Back when we had TAC--
* T.A.C. needs to reposition itself as a service organization first and as a governing body second. History has proved time and again that when an organization serves its constituency, the constituency is much more likely to give that group its respect, cooperation, loyalty and even obedience.
* T.A.C. has to learn from road running and take track and field to the people. Track is not sold as an elitist sport at the scholastic level. Why should it be when the athletes get older? Track, like road running, can and should be a lifetime participation sport.
* T.A.C. must reestablish among the sport's many different disciplines, groups and events that in order for all to succeed and even survive, everyone must work together.
* T.A.C. must take advantage of the fact that it is a model volunteer organization, ideally set up to use the many talents and contacts of its membership.
* T.A.C. must take a proactive, as opposed to a reactive, approach to the sport. Like any business, T.A.C. must spend money today in the belief that, like any investment, it will be returned tenfold in the future.
* T.A.C. must lead an effort to sell the sport for what it is - competition and the striving for excellence. We will kill it in the public's eye if we continue to market track only by the presence of stars and record possibilities. Where would football, basketball, baseball, tennis, gymnastics, auto racing, boxing and the rest of them be if the success or failure of an event or an athlete rested solely on whether or not more points were scored that day than ever before?
* T.A.C., developmentally, cannot continue to focus the lion's share of its energy and resources at the elite end of the sport, the one area in these difficult financial times that is able to fend for itself. The sport is woefully out of balance when the national scholastic indoor track and field championships (created and operated by the M.A.C.), which annually generates more than $2 million in scholarships, may die for lack of a $50,000 sponsor - about equal to what several of the world's elite athletes charge just to show up at a competition.

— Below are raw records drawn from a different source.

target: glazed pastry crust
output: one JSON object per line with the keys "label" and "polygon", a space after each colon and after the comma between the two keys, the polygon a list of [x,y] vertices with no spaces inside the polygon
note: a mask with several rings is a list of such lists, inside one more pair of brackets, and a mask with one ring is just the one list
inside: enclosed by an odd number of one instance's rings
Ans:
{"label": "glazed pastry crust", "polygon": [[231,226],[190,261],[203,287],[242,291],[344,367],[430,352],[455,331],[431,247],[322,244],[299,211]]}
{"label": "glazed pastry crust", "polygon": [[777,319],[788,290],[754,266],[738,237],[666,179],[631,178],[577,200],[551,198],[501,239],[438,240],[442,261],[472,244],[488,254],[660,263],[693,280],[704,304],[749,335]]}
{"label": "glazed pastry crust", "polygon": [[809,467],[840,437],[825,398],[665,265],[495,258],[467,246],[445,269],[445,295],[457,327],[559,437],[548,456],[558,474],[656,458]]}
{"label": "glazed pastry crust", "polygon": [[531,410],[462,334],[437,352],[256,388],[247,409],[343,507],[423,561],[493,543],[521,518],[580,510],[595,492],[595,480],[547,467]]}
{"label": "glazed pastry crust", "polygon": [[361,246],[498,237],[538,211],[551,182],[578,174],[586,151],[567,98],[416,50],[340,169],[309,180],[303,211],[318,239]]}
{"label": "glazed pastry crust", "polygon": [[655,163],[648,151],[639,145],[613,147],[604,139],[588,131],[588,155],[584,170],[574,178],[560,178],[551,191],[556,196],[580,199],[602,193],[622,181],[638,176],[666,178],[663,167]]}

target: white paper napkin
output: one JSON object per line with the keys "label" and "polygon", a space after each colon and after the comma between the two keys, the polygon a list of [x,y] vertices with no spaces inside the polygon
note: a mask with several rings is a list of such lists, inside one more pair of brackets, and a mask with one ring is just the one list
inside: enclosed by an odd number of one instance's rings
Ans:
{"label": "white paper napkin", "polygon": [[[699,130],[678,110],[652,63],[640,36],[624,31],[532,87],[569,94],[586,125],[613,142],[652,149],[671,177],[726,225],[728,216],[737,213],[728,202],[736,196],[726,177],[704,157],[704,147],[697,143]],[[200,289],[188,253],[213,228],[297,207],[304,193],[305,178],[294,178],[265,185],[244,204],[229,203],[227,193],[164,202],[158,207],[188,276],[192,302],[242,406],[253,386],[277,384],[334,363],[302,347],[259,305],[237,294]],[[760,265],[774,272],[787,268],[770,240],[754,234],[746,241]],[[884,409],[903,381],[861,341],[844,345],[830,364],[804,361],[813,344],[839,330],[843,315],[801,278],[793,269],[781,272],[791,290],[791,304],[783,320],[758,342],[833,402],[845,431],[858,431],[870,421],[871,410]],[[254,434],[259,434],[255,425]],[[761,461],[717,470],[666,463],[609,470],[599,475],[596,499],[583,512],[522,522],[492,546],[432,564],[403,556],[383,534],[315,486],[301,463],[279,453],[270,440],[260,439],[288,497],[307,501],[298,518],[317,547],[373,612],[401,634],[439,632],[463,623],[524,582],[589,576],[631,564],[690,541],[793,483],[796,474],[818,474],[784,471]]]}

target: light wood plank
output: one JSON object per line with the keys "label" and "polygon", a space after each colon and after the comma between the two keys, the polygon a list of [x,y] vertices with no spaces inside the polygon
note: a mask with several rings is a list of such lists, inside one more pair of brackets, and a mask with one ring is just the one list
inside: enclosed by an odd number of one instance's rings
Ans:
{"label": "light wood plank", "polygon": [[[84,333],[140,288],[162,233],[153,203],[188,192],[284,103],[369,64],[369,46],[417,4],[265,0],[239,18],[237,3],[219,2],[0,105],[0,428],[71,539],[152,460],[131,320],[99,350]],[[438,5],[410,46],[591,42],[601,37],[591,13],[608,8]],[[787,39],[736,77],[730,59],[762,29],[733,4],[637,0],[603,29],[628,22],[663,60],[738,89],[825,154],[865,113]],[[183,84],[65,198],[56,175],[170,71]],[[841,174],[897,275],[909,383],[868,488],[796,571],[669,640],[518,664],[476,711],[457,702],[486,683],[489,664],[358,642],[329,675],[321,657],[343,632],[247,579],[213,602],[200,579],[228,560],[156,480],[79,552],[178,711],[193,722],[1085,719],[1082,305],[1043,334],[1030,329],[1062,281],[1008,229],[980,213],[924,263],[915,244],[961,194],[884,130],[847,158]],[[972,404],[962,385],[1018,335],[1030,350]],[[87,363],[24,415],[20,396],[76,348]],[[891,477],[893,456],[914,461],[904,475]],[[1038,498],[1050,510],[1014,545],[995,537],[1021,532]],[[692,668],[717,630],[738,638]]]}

Track and field is a unique sport. It is not a game, but rather a discipline, one that has contributed to the development of millions of young men and women. I love how you can marry athletics with academics and can help someone grow off the field as they improve on it. For me, sport for the sake of sport alone holds little interest, but when it truly fits into the fabric of a society and contributes as it is capable, then I get excited. I, like many others, have been afraid we're about to lose that sport I love. But if T.A.C. can take advantage of what began in Chicago three weeks ago and take an objective look at what has been going on in New York for years now, it can reclaim that great sport. Being an idealist and an optimist, I believe it will.